Check whether the oneAPI toolkit is installed.

$ apt list intel-basekit intel-hpckit

Expected output:

Listing... Done
intel-basekit/all,now 2023.2.0-49384 amd64 [installed]
intel-hpckit/all,now 2023.2.0-49438 amd64 [installed]

If you previously have not configured your environment, install the Ubuntu 22.04 graphics driver. See dgpu-docs for details.

Note

Access to Ubuntu repositories, such as https://repositories.intel.com and https://apt.repos.intel.com, is required for installation.

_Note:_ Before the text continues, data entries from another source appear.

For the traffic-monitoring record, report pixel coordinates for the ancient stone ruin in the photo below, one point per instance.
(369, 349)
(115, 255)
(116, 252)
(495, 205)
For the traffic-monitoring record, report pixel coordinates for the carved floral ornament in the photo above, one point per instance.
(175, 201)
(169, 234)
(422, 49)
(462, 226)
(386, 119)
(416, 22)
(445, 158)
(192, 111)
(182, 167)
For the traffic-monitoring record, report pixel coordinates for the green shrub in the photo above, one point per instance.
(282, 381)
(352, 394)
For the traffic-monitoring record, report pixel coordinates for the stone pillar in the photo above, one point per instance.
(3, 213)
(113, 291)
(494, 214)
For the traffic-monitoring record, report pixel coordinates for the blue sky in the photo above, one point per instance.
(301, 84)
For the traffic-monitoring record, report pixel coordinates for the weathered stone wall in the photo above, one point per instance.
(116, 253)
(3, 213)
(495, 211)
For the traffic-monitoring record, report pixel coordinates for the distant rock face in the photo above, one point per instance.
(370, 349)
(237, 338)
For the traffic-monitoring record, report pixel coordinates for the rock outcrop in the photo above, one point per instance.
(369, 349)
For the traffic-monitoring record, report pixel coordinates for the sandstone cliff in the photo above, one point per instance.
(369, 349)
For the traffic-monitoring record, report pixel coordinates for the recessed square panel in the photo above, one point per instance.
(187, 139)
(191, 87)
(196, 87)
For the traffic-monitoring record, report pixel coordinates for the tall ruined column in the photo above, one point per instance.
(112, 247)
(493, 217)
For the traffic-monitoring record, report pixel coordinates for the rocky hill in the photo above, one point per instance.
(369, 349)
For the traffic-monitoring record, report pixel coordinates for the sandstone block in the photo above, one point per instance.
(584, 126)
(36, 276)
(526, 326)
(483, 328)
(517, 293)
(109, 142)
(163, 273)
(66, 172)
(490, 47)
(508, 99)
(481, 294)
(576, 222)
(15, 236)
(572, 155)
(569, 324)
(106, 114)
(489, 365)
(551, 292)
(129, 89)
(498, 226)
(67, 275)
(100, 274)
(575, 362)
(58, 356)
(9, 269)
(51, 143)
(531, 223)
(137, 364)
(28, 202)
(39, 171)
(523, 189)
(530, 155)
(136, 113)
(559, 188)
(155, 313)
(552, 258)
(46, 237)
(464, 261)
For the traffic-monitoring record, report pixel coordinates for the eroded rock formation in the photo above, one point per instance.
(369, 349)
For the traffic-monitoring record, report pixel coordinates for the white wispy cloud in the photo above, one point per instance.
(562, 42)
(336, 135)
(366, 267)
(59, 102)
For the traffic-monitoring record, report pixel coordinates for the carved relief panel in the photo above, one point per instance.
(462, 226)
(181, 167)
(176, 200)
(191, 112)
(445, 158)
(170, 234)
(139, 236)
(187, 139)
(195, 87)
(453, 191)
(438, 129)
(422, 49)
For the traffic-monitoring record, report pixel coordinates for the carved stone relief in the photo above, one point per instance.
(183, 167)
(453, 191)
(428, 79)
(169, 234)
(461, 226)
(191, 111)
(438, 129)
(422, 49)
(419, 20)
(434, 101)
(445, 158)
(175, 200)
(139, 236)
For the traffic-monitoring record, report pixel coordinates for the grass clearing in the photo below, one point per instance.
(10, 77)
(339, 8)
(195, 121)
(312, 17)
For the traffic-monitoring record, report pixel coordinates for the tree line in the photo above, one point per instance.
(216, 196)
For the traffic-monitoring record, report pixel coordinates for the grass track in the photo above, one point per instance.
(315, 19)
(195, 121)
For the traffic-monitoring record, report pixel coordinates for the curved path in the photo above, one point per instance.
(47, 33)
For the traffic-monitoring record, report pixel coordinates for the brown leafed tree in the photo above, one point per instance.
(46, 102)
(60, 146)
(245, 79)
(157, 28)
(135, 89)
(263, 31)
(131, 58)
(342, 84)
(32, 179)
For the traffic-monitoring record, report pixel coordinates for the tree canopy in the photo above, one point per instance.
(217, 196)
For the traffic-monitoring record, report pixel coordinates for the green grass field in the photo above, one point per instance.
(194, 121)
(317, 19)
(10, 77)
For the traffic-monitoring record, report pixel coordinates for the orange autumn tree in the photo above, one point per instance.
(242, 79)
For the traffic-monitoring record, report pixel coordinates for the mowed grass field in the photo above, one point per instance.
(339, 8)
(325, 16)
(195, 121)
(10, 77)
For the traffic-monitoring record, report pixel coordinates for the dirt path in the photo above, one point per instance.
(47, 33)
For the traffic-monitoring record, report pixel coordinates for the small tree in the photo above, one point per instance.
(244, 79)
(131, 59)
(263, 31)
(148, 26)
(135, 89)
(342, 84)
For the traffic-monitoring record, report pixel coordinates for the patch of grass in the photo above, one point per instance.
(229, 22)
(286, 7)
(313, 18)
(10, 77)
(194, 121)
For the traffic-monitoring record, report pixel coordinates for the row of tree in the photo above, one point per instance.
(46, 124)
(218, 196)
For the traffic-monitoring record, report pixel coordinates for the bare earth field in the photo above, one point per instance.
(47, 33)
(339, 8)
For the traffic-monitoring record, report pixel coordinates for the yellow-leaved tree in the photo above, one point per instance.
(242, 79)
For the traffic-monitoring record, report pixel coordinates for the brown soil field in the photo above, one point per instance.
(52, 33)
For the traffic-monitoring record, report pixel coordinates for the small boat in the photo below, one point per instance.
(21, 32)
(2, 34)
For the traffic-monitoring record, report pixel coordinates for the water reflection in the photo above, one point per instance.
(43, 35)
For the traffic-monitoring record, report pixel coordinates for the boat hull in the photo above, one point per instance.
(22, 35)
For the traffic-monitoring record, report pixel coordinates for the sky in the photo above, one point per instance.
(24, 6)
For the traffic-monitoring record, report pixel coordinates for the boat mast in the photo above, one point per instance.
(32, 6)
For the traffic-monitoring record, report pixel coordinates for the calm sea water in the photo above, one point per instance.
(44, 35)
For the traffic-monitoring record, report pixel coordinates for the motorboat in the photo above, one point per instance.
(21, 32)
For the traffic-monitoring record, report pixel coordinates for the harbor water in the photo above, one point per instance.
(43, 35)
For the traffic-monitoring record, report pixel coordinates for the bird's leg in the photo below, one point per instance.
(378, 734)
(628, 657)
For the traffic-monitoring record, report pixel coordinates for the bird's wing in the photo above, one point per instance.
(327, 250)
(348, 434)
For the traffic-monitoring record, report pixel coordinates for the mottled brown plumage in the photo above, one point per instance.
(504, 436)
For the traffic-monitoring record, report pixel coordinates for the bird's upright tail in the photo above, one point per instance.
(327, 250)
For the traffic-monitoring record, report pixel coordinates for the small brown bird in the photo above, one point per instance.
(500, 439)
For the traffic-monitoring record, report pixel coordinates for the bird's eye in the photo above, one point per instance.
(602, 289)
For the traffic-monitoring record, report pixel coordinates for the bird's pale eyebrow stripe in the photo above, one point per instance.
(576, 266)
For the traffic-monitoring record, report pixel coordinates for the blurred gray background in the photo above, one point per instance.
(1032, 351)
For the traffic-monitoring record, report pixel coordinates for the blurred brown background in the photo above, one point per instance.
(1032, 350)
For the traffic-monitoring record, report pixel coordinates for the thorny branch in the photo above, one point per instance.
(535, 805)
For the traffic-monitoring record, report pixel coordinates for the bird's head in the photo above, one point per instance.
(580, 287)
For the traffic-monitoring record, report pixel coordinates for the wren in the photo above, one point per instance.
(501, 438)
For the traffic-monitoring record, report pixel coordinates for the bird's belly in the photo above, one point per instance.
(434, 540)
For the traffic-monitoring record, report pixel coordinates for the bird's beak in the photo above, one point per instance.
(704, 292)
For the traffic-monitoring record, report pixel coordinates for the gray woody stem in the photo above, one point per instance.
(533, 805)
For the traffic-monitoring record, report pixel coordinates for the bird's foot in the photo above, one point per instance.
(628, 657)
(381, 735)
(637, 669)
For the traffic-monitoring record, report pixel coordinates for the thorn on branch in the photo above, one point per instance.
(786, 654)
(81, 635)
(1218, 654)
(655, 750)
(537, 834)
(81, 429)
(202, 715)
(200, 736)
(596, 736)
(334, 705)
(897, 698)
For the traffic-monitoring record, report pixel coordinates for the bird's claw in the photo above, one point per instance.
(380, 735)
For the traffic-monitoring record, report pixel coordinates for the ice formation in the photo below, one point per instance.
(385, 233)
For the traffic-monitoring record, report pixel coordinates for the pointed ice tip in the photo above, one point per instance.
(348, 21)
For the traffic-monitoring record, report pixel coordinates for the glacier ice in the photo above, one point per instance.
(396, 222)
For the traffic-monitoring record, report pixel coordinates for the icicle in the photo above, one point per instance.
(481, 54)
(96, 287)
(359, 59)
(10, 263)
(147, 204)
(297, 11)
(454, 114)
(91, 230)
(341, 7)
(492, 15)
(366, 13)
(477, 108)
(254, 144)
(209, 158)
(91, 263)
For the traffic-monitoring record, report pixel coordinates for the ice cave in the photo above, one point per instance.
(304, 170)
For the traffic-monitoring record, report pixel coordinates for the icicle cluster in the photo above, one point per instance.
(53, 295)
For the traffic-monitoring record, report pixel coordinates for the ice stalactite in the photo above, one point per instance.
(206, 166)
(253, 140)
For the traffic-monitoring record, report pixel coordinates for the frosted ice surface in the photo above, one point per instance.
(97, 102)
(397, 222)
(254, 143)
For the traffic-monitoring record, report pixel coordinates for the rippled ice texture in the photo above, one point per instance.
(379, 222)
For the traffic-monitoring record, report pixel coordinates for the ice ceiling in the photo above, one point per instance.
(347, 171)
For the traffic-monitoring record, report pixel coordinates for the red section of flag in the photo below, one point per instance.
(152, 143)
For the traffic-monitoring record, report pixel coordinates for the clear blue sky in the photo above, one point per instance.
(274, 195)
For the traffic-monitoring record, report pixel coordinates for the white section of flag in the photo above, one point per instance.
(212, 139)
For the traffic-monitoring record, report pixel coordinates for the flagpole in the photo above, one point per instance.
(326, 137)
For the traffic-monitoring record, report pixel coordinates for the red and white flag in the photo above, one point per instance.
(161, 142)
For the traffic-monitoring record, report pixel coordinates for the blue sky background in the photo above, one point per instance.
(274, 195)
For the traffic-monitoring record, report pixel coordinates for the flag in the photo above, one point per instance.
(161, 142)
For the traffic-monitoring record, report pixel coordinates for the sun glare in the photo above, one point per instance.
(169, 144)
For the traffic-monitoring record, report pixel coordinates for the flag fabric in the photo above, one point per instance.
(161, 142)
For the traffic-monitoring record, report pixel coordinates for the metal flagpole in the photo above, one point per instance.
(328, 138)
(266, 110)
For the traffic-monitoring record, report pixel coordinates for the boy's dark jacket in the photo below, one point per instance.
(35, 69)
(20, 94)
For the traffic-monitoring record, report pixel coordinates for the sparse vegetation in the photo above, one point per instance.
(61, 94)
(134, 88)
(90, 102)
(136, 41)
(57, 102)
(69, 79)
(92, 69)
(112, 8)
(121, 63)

If proxy settings involve changes to environment variables such as http_proxy or https_proxy, small modifications are required in the following steps, such as adding -E (preserve environment) to sudo commands.

If you previously have not configured your environment, enable access to the Intel repo serving the oneAPI packages and install the oneAPI Base toolkit and HPC toolkit for Ubuntu 22.04.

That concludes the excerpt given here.